DICTIONARY employs the subsequent syntax for creation, deletion, and querying.

  1. Create a Dictionary named user_info.
CREATE DICTIONARY user_info(
user_id UInt86,
user_name String,
user_address String
)
primary key(user_id)
SOURCE(MYSQL(
host '[localhost](http://localhost/)'
user 'root'
password 'root'
db 'db_name'
table 'table_name'
));
  1. Query the existing dictionary.
SHOW DICTIONARIES;
  1. Inquire about the SQL statement utilized for creating the dictionary user_info.
SHOW CREATE DICTIONARY user_info;
  1. Delete the Dictionary user_info.
DROP DICTIONARY user_info;

You can use the dict_get(dict_name, dict_field, dict_id) to query data from a dictionary.

The dict_get function takes three arguments: the first is the name of the dictionary, the second is the field to query, and the third is the ID of the query dictionary.

Reference-level explanation

The relevant metadata of the DICTIONARY is stored in the meta module of Databend and is used to retrieve the necessary information when executing SQL queries.

Use protobuf to encode the data

Protocol Buffers (Protobuf), a sophisticated data serialization framework, provides a suite of benefits that are particularly advantageous for high-performance computing environments. Its capabilities include the efficient storage of data in a compact binary format, rapid serialization and deserialization processes, cross-language support, and a well-defined schema for data structures. Therefore, Databend uses Protobuf to encode the data and convert the binary results to the database.

An exemplar Protobuf structure, which encapsulates the essence of this technology, is articulated as follows:

syntax = "proto3";
package databend.meta;
//Describes the metadata of the dictionary
message DictionaryMeta {
//Dictionary name
string name = 1;
//Dictionary data source
string source = 2;
//Dictionary configuration options
map<string, string> options = 3;
//The schema of a table, such as column data types and other meta info.
DataSchema schema = 4;
//ID of the primary key column
u32 primary_column_id = 5;
}

Query the data of the DICTIONARY

Define DictionaryAsyncFunction in the async_function module to facilitate asynchronous reading of external data.

enum DictionarySourceEngine {
MySQL,
PostgreSQL,
..
}
pub struct DictionaryAsyncFunction {
engine: DictionarySourceEngine,
// dictonary address, for examaple: mysql://root:123@0.0.0.0:3306/default
url: String,
// sql to get the value from source table.
// for example: select name from user_info where id=1;
query_sql: String,
return_type: DataType,
//Specify the maximum time to attempt a connection to the data source.
connection_timeout: std::time::Duration,
//Specify the maximum execution time for the query operation.
query_timeout: std::time::Duration,
//Used to store additional parameters that the query might require, such as the values for placeholders in the SQL query.
params: Vec<ParameterValue>,
}

Rename AsyncFunction in the async_function module to AsyncFunctionDesc to avoid naming conflicts with the logical and physical plan of AsyncFunction. Additionally, include DictionaryAsyncFunction. The definition is as follows:

pub enum AsyncFunctionDesc {
SequenceAsyncFunction(SequenceAsyncFunction),
DictonaryAsyncFunction(DictionaryAsyncFunction),
}

Update the AsyncFunction definition in both the logical and physical plans by adding the AsyncFunctionDesc field. This process reuses existing logic for generating dictionary AsyncFunction logical and physical plans.

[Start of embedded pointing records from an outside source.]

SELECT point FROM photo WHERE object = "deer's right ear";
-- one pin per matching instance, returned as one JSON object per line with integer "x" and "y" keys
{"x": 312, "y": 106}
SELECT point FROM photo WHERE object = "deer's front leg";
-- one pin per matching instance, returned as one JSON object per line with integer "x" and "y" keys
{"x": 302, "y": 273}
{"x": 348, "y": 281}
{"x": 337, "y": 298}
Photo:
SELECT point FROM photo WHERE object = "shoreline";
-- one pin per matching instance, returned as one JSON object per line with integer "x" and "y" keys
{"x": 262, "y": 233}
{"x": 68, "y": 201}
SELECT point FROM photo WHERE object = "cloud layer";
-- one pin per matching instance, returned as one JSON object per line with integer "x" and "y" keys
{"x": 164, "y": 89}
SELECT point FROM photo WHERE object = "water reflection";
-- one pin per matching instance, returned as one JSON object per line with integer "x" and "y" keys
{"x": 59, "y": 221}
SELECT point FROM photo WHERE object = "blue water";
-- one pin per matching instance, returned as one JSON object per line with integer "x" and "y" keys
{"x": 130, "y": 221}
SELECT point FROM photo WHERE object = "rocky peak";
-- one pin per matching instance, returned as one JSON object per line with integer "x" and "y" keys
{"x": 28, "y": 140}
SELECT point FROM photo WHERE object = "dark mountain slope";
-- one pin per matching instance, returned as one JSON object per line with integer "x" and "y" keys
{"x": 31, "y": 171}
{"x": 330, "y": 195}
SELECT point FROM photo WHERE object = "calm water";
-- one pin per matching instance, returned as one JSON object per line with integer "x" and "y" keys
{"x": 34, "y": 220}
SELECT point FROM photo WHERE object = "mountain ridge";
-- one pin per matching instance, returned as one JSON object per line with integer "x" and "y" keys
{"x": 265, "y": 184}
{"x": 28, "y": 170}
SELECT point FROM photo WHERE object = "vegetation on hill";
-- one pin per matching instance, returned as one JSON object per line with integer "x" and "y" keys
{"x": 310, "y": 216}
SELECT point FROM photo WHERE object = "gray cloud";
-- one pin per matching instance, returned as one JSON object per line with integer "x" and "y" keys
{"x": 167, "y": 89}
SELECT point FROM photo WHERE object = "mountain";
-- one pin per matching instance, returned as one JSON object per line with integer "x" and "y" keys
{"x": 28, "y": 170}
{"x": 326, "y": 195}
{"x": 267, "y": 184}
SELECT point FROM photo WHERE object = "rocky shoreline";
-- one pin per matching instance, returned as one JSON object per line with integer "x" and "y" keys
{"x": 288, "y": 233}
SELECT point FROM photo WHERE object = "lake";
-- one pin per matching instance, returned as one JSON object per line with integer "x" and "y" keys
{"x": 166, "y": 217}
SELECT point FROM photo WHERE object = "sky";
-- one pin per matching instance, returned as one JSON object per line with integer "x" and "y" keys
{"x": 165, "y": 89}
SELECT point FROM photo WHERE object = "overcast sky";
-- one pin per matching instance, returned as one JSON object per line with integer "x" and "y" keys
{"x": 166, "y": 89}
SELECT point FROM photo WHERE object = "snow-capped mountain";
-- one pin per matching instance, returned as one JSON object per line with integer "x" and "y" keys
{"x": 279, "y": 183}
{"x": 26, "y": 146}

  • The struct of logical plan is as follows:
pub struct AsyncFunction {
pub func_name: String,
pub display_name: String,
pub arguments: Vec<String>,
pub return_type: DataType,
pub index: IndexType,
pub desc: AsyncFunctionDesc,//Newly added property
}
  • The struct of physical plan is as follows:
pub struct AsyncFunction {
pub plan_id: u32,
pub func_name: String,
pub display_name: String,
pub arguments: Vec<String>,
pub return_type: DataType,
pub schema: DataSchemaRef,
pub input: Box<PhysicalPlan>,
pub stat_info: Option<PlanStatsInfo>,
pub desc: AsyncFunctionDesc,//Newly added property
}

The Transform in the pipeline, where the actual reading of external data takes place, can be defined as follows:

pub struct TransformDictionary {
ctx: Arc<QueryContext>,
dict_func: DictionaryAsyncFunction,
}

Implement the transform method of the AsyncTransform trait and call an external database to obtain dictionary data. The main process is illustrated in the following diagram:

Flowchart of getting external data

The execution process of the dict_get function is summarized in the following diagram:

Flowchart of the dict_get

Unresolved questions

  • Can algorithms be employed to improve the speed of data dictionary queries?

Future possibilities

  1. Users can connect multiple types of data sources through the External Dictionary to perform real-time operations on various data endpoints from the same client, such as files, HTTP interfaces, and additional databases like ClickHouse, Redis, MongoDB, etc.

    For example, if the data source is a local CSV file:

CREATE DICTIONARY dict_name
(
... -- attributes
)
SOURCE(FILE(path './user_files/os.csv' format 'CommaSeparated')) -- Source configuration
  1. Add more functions for operating data dictionaries, such as dict_get_or_default, dict_get_or_null, dict_has, etc.

    For instance, dict_get_or_default(dict_name, dict_field, dict_id, default_value) includes an additional parameter for the default value to be returned if the target data is not found.

  2. Support configuring the built-in dictionary using the TOML format.

Reference

Clickhouse Dictionary